I have no right to feel anger. Her desire for revenge is an honest one, even if it’s against me. In her place, I would have done the same thing, albeit on a faster timeline. Feeling hurt because she got close enough to strike me is ridiculous. Feeling betrayed when this was only ever supposed to be sex…
I am a fool.
I laugh hoarsely. “You have been sleeping next to me for over a week. I have been as helpless as I am capable of being every single night for hours at a time. Why haven’t I woken up with one of my butcher knives embedded in my chest?”
“Stop.”
“No, you answer me. You came here for revenge.” I motion at me, at the room around us. “You have had opportunity after opportunity to strike. Why haven’t you?”
She shoots to her feet, fists clenched. “I hate you!” She stares down at me, turmoil in her big dark eyes. “But I don’t only hate you. It’s more complicated than I expected.”
I don’t only hate you.
Hardly a declaration of caring, let alone something like love. Hardly anything at all. I laugh again. I can’t stop speaking, can’t stop twisting the knife. This was never going to work. I shouldn’t have allowed myself to hope. “Sounds like you lost your nerve.”
“That’s not it.” She shakes her head, still looking furious. “You aren’t what I expected, and it’s got my head all screwed up. Forgive the fuck out of me if I’m not as easily inclined to murder as you are.”
I push to my feet. I don’t crowd her, though. No matter how much I want to. “Yes, Aurora. Paint yourself as the helpless damsel instead of the ruthless hunter. Others might believe that lie, but it doesn’t work on me.”

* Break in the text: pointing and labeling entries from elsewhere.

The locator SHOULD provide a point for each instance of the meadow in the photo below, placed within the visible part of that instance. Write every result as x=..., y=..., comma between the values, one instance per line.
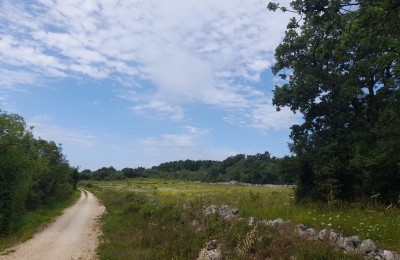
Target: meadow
x=163, y=219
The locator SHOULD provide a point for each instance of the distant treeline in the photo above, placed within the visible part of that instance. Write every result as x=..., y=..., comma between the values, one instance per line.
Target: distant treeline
x=34, y=173
x=259, y=168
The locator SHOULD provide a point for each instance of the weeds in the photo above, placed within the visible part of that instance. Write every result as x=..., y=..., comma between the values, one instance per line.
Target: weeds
x=162, y=219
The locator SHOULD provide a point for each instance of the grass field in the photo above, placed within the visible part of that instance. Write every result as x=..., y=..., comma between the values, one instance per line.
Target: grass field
x=146, y=220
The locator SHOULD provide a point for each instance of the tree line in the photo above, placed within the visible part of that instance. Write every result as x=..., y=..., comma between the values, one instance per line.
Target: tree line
x=257, y=169
x=340, y=63
x=34, y=173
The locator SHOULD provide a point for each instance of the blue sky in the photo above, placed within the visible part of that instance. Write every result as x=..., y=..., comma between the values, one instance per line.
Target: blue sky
x=140, y=82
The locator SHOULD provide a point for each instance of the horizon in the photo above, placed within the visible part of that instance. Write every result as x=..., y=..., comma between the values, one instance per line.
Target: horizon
x=141, y=83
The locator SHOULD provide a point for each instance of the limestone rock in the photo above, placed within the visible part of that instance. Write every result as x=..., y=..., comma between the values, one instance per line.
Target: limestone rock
x=323, y=234
x=251, y=221
x=367, y=246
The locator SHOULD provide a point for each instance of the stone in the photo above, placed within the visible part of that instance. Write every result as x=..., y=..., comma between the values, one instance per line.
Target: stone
x=311, y=232
x=323, y=234
x=234, y=211
x=277, y=222
x=355, y=240
x=388, y=255
x=211, y=251
x=333, y=236
x=213, y=244
x=251, y=221
x=214, y=254
x=367, y=246
x=302, y=227
x=229, y=217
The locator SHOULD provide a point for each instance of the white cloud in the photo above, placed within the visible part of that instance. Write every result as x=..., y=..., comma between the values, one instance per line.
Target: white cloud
x=190, y=51
x=190, y=144
x=44, y=129
x=163, y=109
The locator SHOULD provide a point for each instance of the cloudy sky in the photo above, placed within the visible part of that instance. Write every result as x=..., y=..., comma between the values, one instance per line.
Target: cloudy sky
x=140, y=82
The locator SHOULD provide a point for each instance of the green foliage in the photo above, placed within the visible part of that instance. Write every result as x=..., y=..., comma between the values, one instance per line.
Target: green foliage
x=342, y=71
x=167, y=222
x=33, y=172
x=258, y=168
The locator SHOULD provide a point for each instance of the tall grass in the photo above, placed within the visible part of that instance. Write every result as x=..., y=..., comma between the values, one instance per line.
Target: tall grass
x=160, y=219
x=31, y=221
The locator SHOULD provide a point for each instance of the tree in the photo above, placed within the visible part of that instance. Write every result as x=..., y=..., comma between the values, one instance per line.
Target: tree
x=342, y=66
x=33, y=172
x=14, y=168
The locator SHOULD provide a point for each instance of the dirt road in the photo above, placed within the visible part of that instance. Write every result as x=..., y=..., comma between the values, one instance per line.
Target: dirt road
x=74, y=235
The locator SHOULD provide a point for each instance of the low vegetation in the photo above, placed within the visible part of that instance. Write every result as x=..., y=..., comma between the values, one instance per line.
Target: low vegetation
x=163, y=219
x=32, y=221
x=34, y=173
x=258, y=168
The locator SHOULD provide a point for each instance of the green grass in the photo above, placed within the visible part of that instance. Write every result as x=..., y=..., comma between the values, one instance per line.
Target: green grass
x=138, y=228
x=32, y=221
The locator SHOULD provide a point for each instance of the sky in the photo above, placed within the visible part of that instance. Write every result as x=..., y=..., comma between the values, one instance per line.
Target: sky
x=141, y=82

“I am not a ruthless hunter.”
“Lies.” Gods, this hurts. I didn’t expect it to hurt so much. “You spent ten days fucking me, letting me hold you, talking with me, coaxing me to let you in. All the while, you were thinking of ways to kill me.” I shake my head. “You’ve accomplished your goal.”
“What are you talking about?”
“You might not have wielded a literal blade, but you’ve broken my fucking heart.” I turn away. “Get out. Sara will take you back to the Underworld.”
“Wait.”
But I can’t wait. I have to get her out of here before I crumple. I glance over my shoulder. Aurora looks lost, and every instinct I have demands I go to her. I make myself hold her gaze for a long moment. “Do not, under any circumstances, tell anyone outside the Underworld what you had planned. My people rarely disobey me, but they are protective in the extreme. They will kill you to keep me safe.”
She stares. “Why protect me? After all this, shouldn’t you want to tie up the loose end I represent?”
Yes, that’s exactly what I should do. Hades might not believe me if Aurora died of an accident, but unless he could prove I was directly responsible, there wouldn’t be a damn thing he could do. Maybe Aurora held herself back this time, but there’s nothing to say she won’t try to come for me in the future.
I can’t do it.
Even if it’s a logistical mistake, I can’t stand the thought of the world without her in it.
“Goodbye, Aurora. I truly am sorry for the pain I’ve caused you.” I turn around and walk away.